Ivan Ivanets was the gallery's wartime director, 1941–1944. In the war-time environment, Ivanets was able to accomplish little, Despite being a decorated war veteran, he ran afoul of the Soviet administration. In July 1944 Ivanets abandoned Lviv for Vienna. While traveling to Kracow in 1945, he was arrested by SMERSH and transported to Solikamsk (Perm Oblast, Russia), where he died on March 10, 1946. In 1952, 17 oil paintings by Ivan Ivanets from the gallery's collection were destroyed.

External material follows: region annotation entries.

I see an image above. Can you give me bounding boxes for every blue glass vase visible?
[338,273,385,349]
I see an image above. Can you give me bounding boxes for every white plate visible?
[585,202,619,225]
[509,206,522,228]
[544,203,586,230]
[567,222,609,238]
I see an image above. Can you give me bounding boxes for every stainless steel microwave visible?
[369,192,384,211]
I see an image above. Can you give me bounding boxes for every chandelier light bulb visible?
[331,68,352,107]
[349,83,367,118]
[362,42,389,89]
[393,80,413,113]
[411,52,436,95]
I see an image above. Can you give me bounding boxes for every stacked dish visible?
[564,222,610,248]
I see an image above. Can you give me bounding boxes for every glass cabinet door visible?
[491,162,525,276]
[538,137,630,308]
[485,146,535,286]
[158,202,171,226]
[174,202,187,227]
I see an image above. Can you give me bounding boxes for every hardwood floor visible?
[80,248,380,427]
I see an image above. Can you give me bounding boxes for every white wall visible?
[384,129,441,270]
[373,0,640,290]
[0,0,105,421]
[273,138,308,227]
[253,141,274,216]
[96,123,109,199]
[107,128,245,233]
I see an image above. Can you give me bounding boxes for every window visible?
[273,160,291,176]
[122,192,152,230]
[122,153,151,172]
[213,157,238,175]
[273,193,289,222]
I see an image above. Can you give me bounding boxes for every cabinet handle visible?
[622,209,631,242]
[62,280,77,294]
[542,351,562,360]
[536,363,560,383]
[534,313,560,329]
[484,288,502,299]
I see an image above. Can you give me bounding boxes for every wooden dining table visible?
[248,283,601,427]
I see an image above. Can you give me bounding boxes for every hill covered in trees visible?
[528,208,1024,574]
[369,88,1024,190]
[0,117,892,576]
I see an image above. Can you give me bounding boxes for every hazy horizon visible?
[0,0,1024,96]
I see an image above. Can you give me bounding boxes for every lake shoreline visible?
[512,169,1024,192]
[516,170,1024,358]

=== The Borys Voznytsky Directorship (1962–2012) ===
Borys Voznytsky has been called the "guardian angel" of Ukrainian museums and castles, cultural monuments of the Ukrainian people. When he assumed the directorship of the Lviv Art Museum in 1962, the museum boasted approximately 10,000 artifacts, but had been reduced in its exhibition space to a single room. Voznytsky, who had been awarded the Soviet Medal for bravery for his service to the army during World War II, did not shrink from the task of reviving the museum's mission as he saw it. For the next four decades, he would engage art historians, enthusiasts, and the general public to aid him and the museum in the preservation of some twelve thousand museum-worthy artifacts, which otherwise would have been destroyed as a part of the Soviet campaign against religion.

In 2005 the Lubomirski collection of 14th – 18th century European art was transferred to its new premises - the renovated Palace of Count Potocki, a former governor of Austrian Galicia. On October 23, 2009, the Lviv Art Gallery received national status in independent Ukraine. Following his death in a car crash in 2012, on April 12, 2013, the Lviv National Gallery of Arts added Voznytsky's name, in a gesture of respect.

== Current status ==
The museum is currently closed. On March 10, 2022. In response to the Russian invasion, staff and volunteers in Lviv have packed up and secured fragile artworks and precious historical materials as the Russian invasion of Ukrainian territory continues to the east. Plans are underway to evacuate Ukraine's cultural property in the besieged cities to the east. "Today we see how Russia is shelling residential areas (and) even people that are evacuating," says National Museum Director of Lviv, Ihor Kozhan. "They guaranteed they wouldn't but now we can't trust them. And we need to take care of our heritage because this is our national treasure." ... "We are ready to help in any way we can, for all the museums in the country now in danger," said Kozhan, warning that even Lviv's many protected heritage sites may be targeted in the invasion. In May 2022, plans were made to reopen galleries at the Lozinsky Palace, displaying temporary exhibits of Ukrainian art. "Putin now has the goal of turning Ukrainians into nobody, into nothing,” Director Taras Voznyak is quoted as saying, “In order to show that we are alive, we have opened several branches.”